Quello che a Tremonti non verrà mai in testa, quello che gli è estraneo per formazione e costituzione è che se lo Stato la smette di drenare soldi, l’economia riparte e si gonfia. Lui non crede che abbassando le tasse, l’evasione fiscale diminuisca, gli investimenti e i consumi aumentino, i portafogli si gonfino e alla fin fine, in questo tumulto, si moltiplichi anche il gettito tributario. Lasciamo che lo dicano i liberali, i liberisti, i friedmaniani, i reagan-tacheriani, pazzi furiosi che hanno disarticolato il mondo. Azzardi che potevano finire male e che, comunque, sono stati presto accantonati in Occidente. E se i russi ci hanno riprovato è presto per dire quale sarà l’esito. Se questo non è il pensiero conclamato è certo il retropensiero che Giulio cela dietro il simpatico sorriso piglia fondelli.
Le teorie economiche non sono il forte di Tremonti. Gli economisti - il liberista Antonio Martino, in primis - lo accusano di non essere un economista. Lui accusa gli economisti - Antonio Martino, in primis - di essere degli incompetenti. Il Cav gioca su questa rivalità, che rappresenta anime antagoniste del centrodestra, trascurando Martino finché è in buona con Tremonti e coccolando Antonio quando Giulio gli dà sui nervi.
Credo che il troppo di potere del super ministro lo condanni all’isolamento. Signore assoluto di un feudo impenetrabile in materia economica, è in continua lite con i ministri della spesa e con lo stesso premier sulle cui richieste si riserva l’ultima parola. Ai dissapori ha fatto il callo e, ritenendosi nel giusto, essere universalmente malvisto gli conferisce un alone super partes di cui si bea. Non è perciò alla solitudine verso gli altri che mi riferisco, ma a quella interiore.
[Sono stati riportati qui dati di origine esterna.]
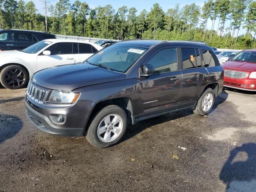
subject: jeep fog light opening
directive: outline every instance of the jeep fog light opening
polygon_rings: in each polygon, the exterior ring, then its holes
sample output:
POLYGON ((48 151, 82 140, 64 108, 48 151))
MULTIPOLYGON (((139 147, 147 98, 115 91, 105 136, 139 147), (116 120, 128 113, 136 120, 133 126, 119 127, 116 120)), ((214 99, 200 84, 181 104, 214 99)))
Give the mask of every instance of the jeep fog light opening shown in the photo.
POLYGON ((62 114, 52 114, 50 116, 52 121, 57 124, 64 124, 66 122, 66 116, 62 114))

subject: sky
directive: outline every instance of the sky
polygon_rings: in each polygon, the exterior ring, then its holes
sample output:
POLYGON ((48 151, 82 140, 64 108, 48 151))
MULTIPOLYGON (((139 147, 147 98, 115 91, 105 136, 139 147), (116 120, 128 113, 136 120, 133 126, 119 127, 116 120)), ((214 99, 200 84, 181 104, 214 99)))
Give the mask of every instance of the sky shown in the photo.
MULTIPOLYGON (((24 0, 26 3, 31 0, 24 0)), ((143 9, 146 9, 147 12, 150 11, 150 8, 152 7, 153 4, 156 3, 158 3, 165 12, 169 8, 174 7, 175 4, 179 3, 180 7, 182 7, 186 4, 190 4, 194 2, 197 5, 199 5, 202 7, 204 5, 205 0, 194 0, 192 1, 191 0, 80 0, 80 1, 83 2, 85 1, 89 4, 90 8, 94 8, 98 6, 104 6, 107 4, 110 4, 112 7, 116 12, 118 8, 123 6, 126 6, 128 8, 132 7, 135 7, 138 10, 137 13, 139 14, 143 9)), ((44 14, 44 6, 40 0, 34 0, 33 2, 36 4, 36 8, 39 13, 42 14, 44 14)), ((58 0, 49 0, 50 4, 55 5, 58 0)), ((75 0, 70 0, 71 4, 73 4, 75 0)), ((230 24, 230 21, 226 22, 225 28, 229 27, 230 24)), ((215 22, 214 30, 217 30, 218 28, 218 21, 215 22)), ((210 29, 212 27, 212 21, 209 19, 208 22, 207 28, 208 29, 210 29)), ((240 34, 244 34, 246 32, 245 29, 241 28, 240 34)))

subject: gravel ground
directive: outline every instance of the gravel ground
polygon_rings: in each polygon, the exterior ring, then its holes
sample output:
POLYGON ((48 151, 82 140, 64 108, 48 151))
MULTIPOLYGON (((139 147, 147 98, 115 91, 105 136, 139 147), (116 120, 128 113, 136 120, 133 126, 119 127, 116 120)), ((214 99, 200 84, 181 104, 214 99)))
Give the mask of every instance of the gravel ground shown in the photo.
POLYGON ((142 121, 99 149, 32 126, 24 91, 0 88, 0 191, 256 191, 256 94, 224 90, 207 116, 142 121))

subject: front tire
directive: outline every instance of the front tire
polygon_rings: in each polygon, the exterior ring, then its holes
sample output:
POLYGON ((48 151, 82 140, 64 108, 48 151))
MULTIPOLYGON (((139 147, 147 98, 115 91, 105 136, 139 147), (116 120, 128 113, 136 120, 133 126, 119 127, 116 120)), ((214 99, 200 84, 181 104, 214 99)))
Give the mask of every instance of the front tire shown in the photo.
POLYGON ((127 126, 127 116, 124 111, 116 105, 107 106, 94 117, 86 138, 95 147, 108 147, 120 140, 127 126))
POLYGON ((29 79, 27 71, 18 65, 7 66, 0 72, 0 82, 4 87, 10 89, 23 88, 27 84, 29 79))
POLYGON ((208 88, 203 93, 197 102, 196 108, 193 112, 195 114, 203 116, 208 114, 213 106, 215 96, 213 90, 208 88))

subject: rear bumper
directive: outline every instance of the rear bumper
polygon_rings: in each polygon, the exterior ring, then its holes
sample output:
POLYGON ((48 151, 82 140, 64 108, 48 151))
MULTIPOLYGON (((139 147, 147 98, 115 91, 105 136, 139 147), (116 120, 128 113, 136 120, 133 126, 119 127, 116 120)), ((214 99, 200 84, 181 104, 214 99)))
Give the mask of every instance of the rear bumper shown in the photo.
POLYGON ((241 80, 224 77, 224 86, 242 90, 256 91, 256 80, 248 78, 241 80), (254 87, 252 87, 252 85, 254 85, 254 87))
POLYGON ((38 129, 51 134, 62 136, 76 136, 82 135, 84 129, 83 128, 68 128, 54 125, 47 117, 33 109, 25 101, 26 114, 30 121, 38 129))

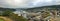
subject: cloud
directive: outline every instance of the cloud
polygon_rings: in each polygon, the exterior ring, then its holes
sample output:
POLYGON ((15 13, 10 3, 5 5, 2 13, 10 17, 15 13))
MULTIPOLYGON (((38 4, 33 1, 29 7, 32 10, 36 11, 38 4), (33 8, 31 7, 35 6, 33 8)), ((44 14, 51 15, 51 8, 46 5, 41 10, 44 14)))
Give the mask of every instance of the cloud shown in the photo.
POLYGON ((0 5, 4 8, 32 8, 53 4, 55 4, 54 0, 0 0, 0 5))

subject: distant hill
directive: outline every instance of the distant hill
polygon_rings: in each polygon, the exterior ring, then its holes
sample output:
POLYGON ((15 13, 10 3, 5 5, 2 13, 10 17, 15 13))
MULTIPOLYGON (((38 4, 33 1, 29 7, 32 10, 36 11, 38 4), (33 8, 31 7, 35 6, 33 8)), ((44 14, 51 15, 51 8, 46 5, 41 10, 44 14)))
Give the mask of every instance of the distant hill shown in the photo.
POLYGON ((51 5, 51 6, 42 6, 42 7, 28 8, 28 9, 26 9, 26 10, 31 10, 31 9, 43 9, 43 8, 60 8, 60 5, 51 5))
POLYGON ((10 9, 10 8, 1 8, 1 7, 0 7, 0 11, 5 11, 5 10, 16 11, 15 9, 10 9))

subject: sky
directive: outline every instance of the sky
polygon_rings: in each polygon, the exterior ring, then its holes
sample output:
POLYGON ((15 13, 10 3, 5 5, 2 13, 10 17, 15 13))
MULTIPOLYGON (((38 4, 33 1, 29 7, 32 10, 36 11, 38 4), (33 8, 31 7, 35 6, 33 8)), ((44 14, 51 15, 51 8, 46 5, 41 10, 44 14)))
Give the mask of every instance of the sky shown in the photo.
POLYGON ((60 0, 0 0, 0 7, 3 8, 33 8, 59 4, 60 0))

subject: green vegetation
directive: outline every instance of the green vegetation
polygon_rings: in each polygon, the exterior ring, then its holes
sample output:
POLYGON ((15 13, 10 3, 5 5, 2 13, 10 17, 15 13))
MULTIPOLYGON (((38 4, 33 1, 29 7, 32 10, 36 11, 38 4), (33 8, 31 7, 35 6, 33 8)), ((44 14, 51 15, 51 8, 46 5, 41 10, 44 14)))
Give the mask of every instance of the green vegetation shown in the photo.
POLYGON ((26 18, 24 18, 22 16, 18 16, 17 14, 14 14, 14 13, 11 13, 11 15, 9 17, 14 19, 15 21, 27 21, 26 18))
POLYGON ((4 21, 4 19, 0 18, 0 21, 4 21))
POLYGON ((22 16, 18 16, 18 14, 15 14, 15 13, 12 13, 12 12, 13 11, 11 11, 11 10, 5 10, 5 11, 3 11, 3 13, 0 16, 9 17, 9 18, 11 18, 12 20, 15 20, 15 21, 27 21, 26 18, 24 18, 22 16))

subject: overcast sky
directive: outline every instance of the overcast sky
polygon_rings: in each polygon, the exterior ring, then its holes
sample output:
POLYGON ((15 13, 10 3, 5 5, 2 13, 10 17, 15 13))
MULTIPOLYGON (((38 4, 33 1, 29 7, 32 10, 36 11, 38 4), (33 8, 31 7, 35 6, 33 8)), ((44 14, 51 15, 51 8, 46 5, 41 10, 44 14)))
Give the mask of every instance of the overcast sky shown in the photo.
POLYGON ((32 8, 59 4, 60 0, 0 0, 0 7, 3 8, 32 8))

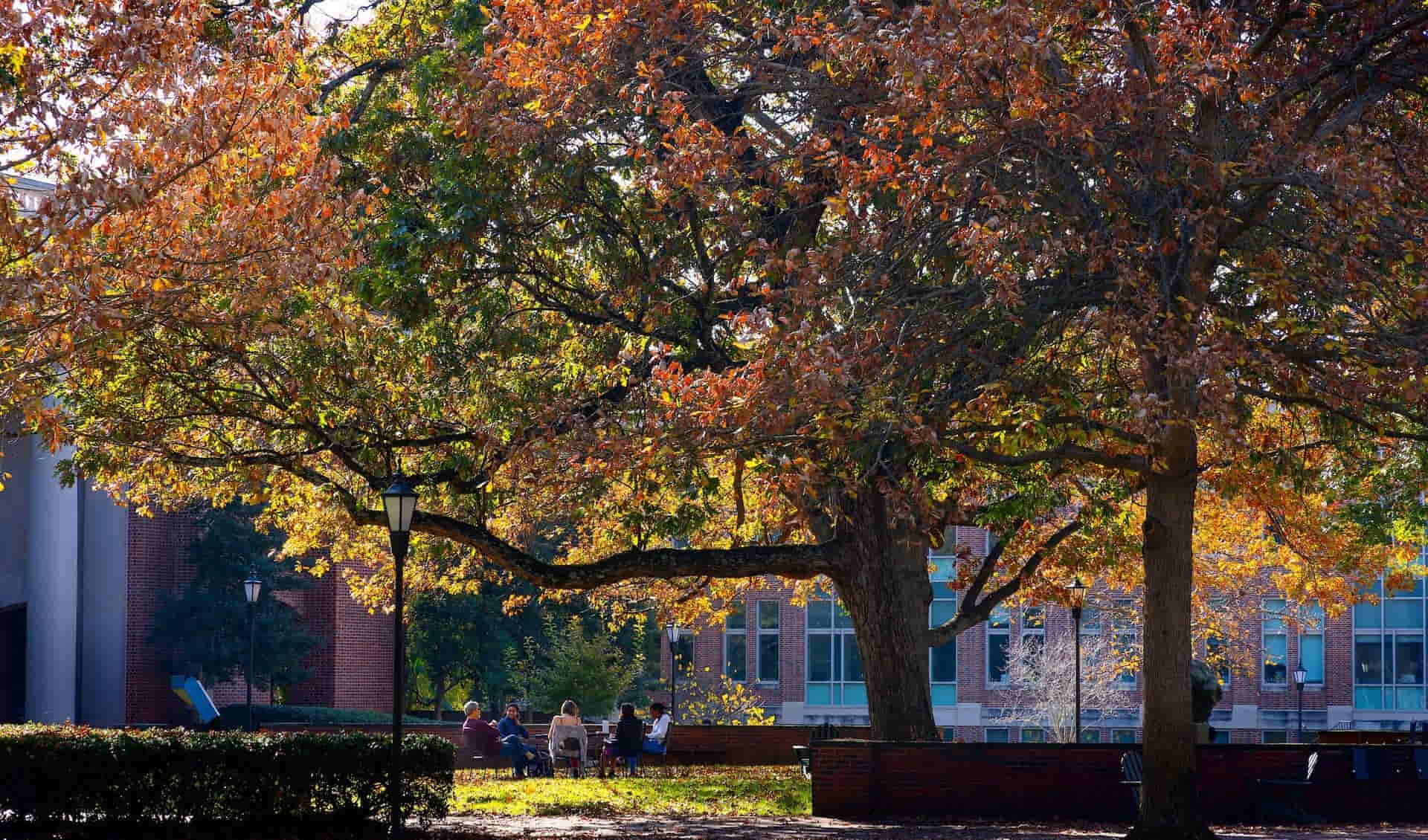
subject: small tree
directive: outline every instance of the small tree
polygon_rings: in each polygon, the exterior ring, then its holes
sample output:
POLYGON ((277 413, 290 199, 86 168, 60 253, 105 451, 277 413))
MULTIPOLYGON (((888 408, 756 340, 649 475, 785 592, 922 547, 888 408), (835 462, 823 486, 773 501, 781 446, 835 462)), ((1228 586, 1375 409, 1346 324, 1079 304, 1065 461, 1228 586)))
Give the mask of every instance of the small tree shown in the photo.
MULTIPOLYGON (((1128 703, 1120 677, 1135 657, 1110 636, 1081 636, 1081 709, 1097 710, 1128 703)), ((1002 720, 1041 726, 1058 743, 1075 740, 1075 636, 1024 636, 1007 647, 1008 700, 1002 720)))
MULTIPOLYGON (((705 667, 705 672, 710 669, 705 667)), ((675 710, 681 723, 727 723, 733 726, 771 726, 774 719, 764 712, 764 699, 750 692, 744 683, 735 683, 725 675, 715 679, 694 682, 681 690, 675 710)))
POLYGON ((254 609, 254 687, 287 686, 307 679, 303 659, 317 639, 303 630, 296 609, 278 592, 306 589, 310 582, 293 560, 274 560, 283 535, 253 526, 256 511, 230 505, 204 513, 203 535, 188 549, 193 579, 167 595, 154 612, 149 640, 166 652, 170 673, 197 673, 207 682, 231 680, 248 667, 248 605, 243 579, 263 580, 254 609))
POLYGON ((587 714, 605 713, 644 670, 644 645, 638 637, 644 628, 635 625, 634 633, 633 650, 623 650, 614 636, 587 629, 580 616, 570 616, 564 626, 545 616, 550 642, 544 650, 527 637, 520 652, 516 647, 506 652, 511 686, 538 709, 558 709, 565 699, 574 699, 587 714))

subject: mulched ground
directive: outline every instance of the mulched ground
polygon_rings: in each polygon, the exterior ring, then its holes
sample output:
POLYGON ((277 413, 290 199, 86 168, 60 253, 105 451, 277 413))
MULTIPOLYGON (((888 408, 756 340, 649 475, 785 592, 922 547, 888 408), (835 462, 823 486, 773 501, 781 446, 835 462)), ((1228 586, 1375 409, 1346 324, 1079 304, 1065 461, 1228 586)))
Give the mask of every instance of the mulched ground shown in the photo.
MULTIPOLYGON (((823 817, 491 817, 460 816, 426 833, 440 840, 1117 840, 1104 823, 848 823, 823 817)), ((1428 826, 1217 829, 1224 840, 1425 840, 1428 826)))

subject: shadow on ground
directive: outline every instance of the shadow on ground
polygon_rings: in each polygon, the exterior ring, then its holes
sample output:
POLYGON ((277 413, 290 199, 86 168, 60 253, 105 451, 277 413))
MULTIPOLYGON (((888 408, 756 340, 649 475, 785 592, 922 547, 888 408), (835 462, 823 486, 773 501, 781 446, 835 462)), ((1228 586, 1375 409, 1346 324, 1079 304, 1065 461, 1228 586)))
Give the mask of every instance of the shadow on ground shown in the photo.
MULTIPOLYGON (((1115 840, 1105 823, 848 823, 821 817, 487 817, 441 820, 433 840, 1115 840)), ((1428 826, 1217 829, 1224 840, 1428 840, 1428 826)))

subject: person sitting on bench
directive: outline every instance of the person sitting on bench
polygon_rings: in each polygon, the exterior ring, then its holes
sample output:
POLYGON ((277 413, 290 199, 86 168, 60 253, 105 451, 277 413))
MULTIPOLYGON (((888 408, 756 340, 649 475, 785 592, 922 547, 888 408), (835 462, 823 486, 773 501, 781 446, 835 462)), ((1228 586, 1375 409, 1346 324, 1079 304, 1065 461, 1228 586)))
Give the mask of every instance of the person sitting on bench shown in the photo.
POLYGON ((536 762, 536 753, 526 746, 526 739, 531 733, 521 726, 520 706, 511 703, 506 707, 506 717, 501 717, 498 730, 501 734, 501 754, 510 756, 511 764, 516 767, 516 777, 524 779, 526 766, 536 762))
POLYGON ((605 747, 600 752, 600 777, 605 777, 605 764, 610 766, 610 774, 614 776, 615 764, 621 759, 630 760, 630 770, 634 772, 643 742, 644 722, 634 716, 634 703, 621 703, 615 734, 605 740, 605 747))
POLYGON ((644 739, 643 752, 651 756, 664 754, 664 742, 670 736, 670 716, 664 713, 664 703, 650 703, 650 734, 644 739))

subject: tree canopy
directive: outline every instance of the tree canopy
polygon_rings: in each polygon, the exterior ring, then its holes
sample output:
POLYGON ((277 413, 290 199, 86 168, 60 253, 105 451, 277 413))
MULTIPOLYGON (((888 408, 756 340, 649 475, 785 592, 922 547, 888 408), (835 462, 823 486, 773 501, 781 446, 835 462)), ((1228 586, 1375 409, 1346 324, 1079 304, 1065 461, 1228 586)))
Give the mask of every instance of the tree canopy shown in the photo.
POLYGON ((1197 518, 1202 558, 1274 555, 1305 598, 1405 562, 1421 3, 431 1, 316 47, 188 13, 124 30, 203 70, 120 145, 159 155, 109 180, 133 203, 73 193, 7 264, 7 379, 63 359, 31 416, 137 501, 263 499, 288 550, 380 558, 350 525, 400 472, 466 548, 418 545, 423 585, 698 609, 824 575, 891 737, 931 733, 927 645, 1137 569, 1147 834, 1204 833, 1197 518), (253 118, 193 140, 204 96, 253 118), (928 629, 958 522, 1007 539, 928 629))

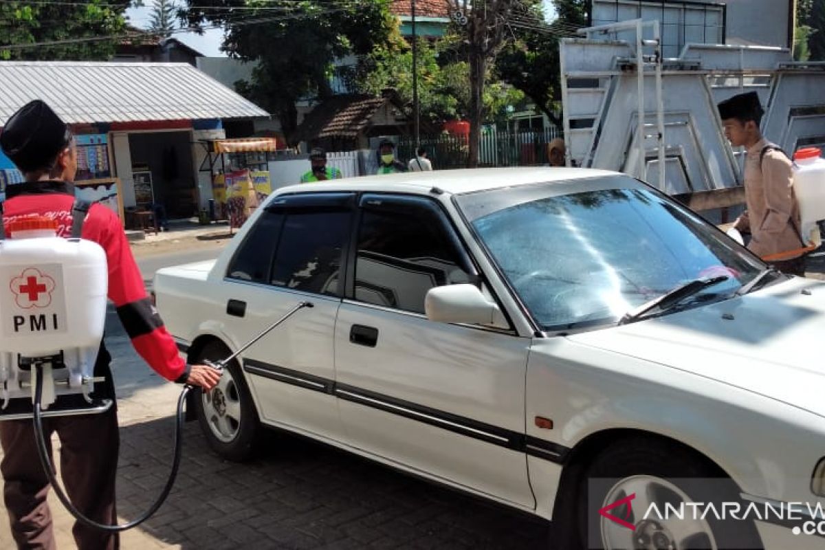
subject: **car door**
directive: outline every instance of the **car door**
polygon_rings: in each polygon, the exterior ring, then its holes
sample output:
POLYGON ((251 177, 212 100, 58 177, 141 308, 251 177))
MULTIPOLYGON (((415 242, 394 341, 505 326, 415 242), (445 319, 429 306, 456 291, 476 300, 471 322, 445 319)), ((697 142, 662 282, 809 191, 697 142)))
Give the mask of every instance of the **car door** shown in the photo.
POLYGON ((349 442, 531 507, 520 449, 529 339, 427 318, 431 288, 479 280, 437 202, 367 194, 359 219, 335 336, 349 442))
POLYGON ((299 194, 271 202, 229 262, 226 324, 241 346, 303 301, 243 354, 261 420, 338 439, 333 331, 355 195, 299 194))

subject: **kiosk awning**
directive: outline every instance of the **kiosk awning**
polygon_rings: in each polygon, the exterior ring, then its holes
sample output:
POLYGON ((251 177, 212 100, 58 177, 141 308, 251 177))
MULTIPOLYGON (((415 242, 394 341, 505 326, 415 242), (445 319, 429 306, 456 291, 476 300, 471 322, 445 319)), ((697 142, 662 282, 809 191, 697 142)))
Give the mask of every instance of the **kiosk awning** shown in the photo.
POLYGON ((278 140, 275 138, 244 138, 243 139, 216 139, 215 153, 258 153, 264 151, 277 151, 283 147, 278 147, 278 140))

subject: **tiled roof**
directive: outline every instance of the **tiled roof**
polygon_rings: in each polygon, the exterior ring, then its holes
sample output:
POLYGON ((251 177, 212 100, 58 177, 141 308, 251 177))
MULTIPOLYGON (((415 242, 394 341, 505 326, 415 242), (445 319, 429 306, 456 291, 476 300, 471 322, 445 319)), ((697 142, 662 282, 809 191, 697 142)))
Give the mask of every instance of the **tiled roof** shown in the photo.
MULTIPOLYGON (((417 17, 449 17, 451 10, 450 0, 415 0, 417 17)), ((397 16, 409 16, 410 0, 393 0, 390 11, 397 16)))
POLYGON ((185 63, 0 62, 0 125, 35 99, 69 124, 269 116, 185 63))
POLYGON ((388 101, 372 96, 333 96, 313 109, 297 130, 300 141, 323 138, 355 138, 375 111, 388 101))

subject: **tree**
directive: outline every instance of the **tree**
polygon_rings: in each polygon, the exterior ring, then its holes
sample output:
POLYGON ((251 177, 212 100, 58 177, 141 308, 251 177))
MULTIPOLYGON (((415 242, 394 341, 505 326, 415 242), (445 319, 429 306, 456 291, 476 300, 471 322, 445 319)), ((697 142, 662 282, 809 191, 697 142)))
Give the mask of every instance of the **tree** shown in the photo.
MULTIPOLYGON (((432 123, 465 118, 469 111, 469 66, 455 51, 459 37, 448 35, 435 43, 417 41, 418 102, 422 117, 432 123)), ((485 78, 484 112, 493 118, 504 116, 507 105, 518 102, 523 94, 511 87, 493 82, 490 72, 485 78)), ((412 112, 412 52, 401 39, 391 45, 376 45, 361 62, 356 79, 358 87, 379 94, 394 88, 412 112)))
POLYGON ((557 126, 561 101, 559 40, 587 24, 587 0, 554 0, 558 18, 549 25, 534 3, 513 24, 519 39, 507 44, 496 59, 496 73, 522 91, 557 126))
POLYGON ((176 28, 175 20, 177 16, 177 8, 170 0, 155 0, 149 16, 149 28, 152 34, 161 38, 168 38, 176 28))
POLYGON ((825 0, 813 0, 808 26, 811 27, 808 45, 812 61, 825 61, 825 0))
POLYGON ((502 45, 507 26, 502 23, 525 0, 450 0, 455 13, 461 14, 469 66, 469 157, 468 166, 478 165, 478 144, 484 116, 484 83, 488 64, 502 45))
POLYGON ((0 2, 0 59, 108 59, 125 30, 126 7, 110 0, 0 2))
POLYGON ((278 115, 287 140, 298 126, 295 103, 332 94, 332 63, 366 55, 396 25, 389 0, 187 0, 191 24, 226 26, 222 49, 257 63, 250 82, 236 84, 251 101, 278 115))

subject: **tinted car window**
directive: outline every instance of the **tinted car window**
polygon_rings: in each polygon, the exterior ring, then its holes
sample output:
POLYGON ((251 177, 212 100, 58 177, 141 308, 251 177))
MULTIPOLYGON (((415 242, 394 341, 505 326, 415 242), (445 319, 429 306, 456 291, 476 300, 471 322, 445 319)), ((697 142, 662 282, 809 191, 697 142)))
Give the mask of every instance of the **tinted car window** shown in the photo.
POLYGON ((228 275, 233 279, 266 283, 269 280, 272 255, 280 236, 285 216, 264 212, 229 263, 228 275))
POLYGON ((286 214, 272 266, 271 284, 297 290, 337 294, 350 212, 286 214))
POLYGON ((365 209, 358 232, 356 299, 424 313, 427 290, 470 280, 452 229, 416 201, 365 209), (387 207, 389 208, 387 208, 387 207))

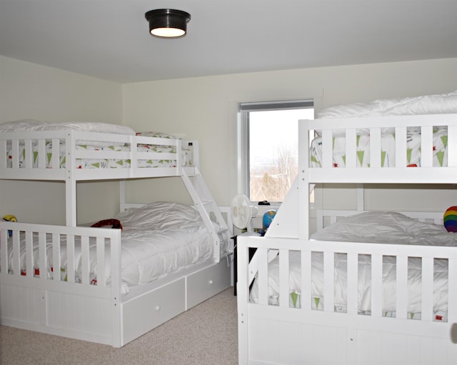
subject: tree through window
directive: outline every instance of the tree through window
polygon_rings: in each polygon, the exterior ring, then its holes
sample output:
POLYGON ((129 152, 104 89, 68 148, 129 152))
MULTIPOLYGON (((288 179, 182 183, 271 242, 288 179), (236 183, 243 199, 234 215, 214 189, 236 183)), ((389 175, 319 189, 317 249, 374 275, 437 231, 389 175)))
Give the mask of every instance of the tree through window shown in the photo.
POLYGON ((251 201, 280 202, 298 172, 298 121, 313 119, 312 100, 240 106, 243 192, 251 201))

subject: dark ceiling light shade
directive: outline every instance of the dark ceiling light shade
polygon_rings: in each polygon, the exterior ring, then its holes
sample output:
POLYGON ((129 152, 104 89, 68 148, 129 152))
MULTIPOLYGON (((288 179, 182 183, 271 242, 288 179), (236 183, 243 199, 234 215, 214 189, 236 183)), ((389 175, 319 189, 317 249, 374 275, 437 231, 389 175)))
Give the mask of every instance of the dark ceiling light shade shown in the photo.
POLYGON ((191 14, 181 10, 157 9, 144 14, 149 22, 151 34, 160 38, 184 36, 187 32, 187 23, 191 14))

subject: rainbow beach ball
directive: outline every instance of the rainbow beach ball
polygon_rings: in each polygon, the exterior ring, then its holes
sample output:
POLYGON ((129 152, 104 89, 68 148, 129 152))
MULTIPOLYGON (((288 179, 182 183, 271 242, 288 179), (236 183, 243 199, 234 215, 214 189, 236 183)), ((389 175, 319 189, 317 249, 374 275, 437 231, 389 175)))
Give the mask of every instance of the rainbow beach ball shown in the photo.
POLYGON ((457 232, 457 206, 450 206, 443 215, 444 228, 448 232, 457 232))

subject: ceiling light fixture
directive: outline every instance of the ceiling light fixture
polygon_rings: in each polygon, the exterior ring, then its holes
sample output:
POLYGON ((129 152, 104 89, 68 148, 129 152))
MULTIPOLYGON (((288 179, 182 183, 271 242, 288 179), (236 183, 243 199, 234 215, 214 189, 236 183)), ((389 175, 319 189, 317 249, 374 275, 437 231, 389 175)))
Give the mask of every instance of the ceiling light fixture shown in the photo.
POLYGON ((160 38, 178 38, 187 32, 191 14, 181 10, 157 9, 144 14, 149 22, 151 34, 160 38))

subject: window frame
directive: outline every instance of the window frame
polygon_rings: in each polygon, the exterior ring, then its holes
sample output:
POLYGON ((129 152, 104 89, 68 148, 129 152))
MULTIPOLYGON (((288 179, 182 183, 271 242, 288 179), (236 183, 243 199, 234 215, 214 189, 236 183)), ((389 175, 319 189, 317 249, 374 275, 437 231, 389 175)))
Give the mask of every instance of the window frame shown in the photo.
MULTIPOLYGON (((316 112, 314 98, 298 100, 273 101, 242 102, 238 105, 238 191, 250 196, 250 147, 249 147, 249 113, 276 110, 313 109, 316 112)), ((256 203, 256 201, 252 203, 256 203)), ((269 201, 271 206, 279 206, 282 201, 269 201)))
La sua è quella dello scacchista che, nel chiuso di una stanza, gioca entrambe le partite. Mettiamoci in questi panni. Tutto avviene nel suo cervello, senza che un avversario possa sorprenderlo. Se muove il bianco sa già quale sarà la contromossa del nero. Neanche potrà pensare al bianco senza individuare la difesa del nero. Quale il risultato di questa onniscienza? L’immobilità più assoluta.
È quello che accade al superministro dell’Economia, titolare di un falansterio che accorpa tre ministeri: Tesoro, Finanze, Bilancio. A lui tocca recitare tutti i personaggi in commedia. Deve badare alle Entrate, decidere le Spese, individuare i Tagli. Affezionato allo stesso modo a ogni settore, consapevole che se si tocca da una parte si apre un baratro dall’altra, avvilito insomma dalla stessa preveggenza dello scacchista solo, cadrà nella medesima inedia immobilista: lasciare le cose come stanno, tenere i parametri a posto, evitare traumi di cui, tirate le somme, sarà il responsabile unico.
Ecco perché è inopportuno sia la stessa persona a fissare il livello delle entrate e quello delle spese: tenderà ad adeguare le une alle altre, con zero progressi. A un eccesso di visione d’insieme, meglio un po’ di strabismo.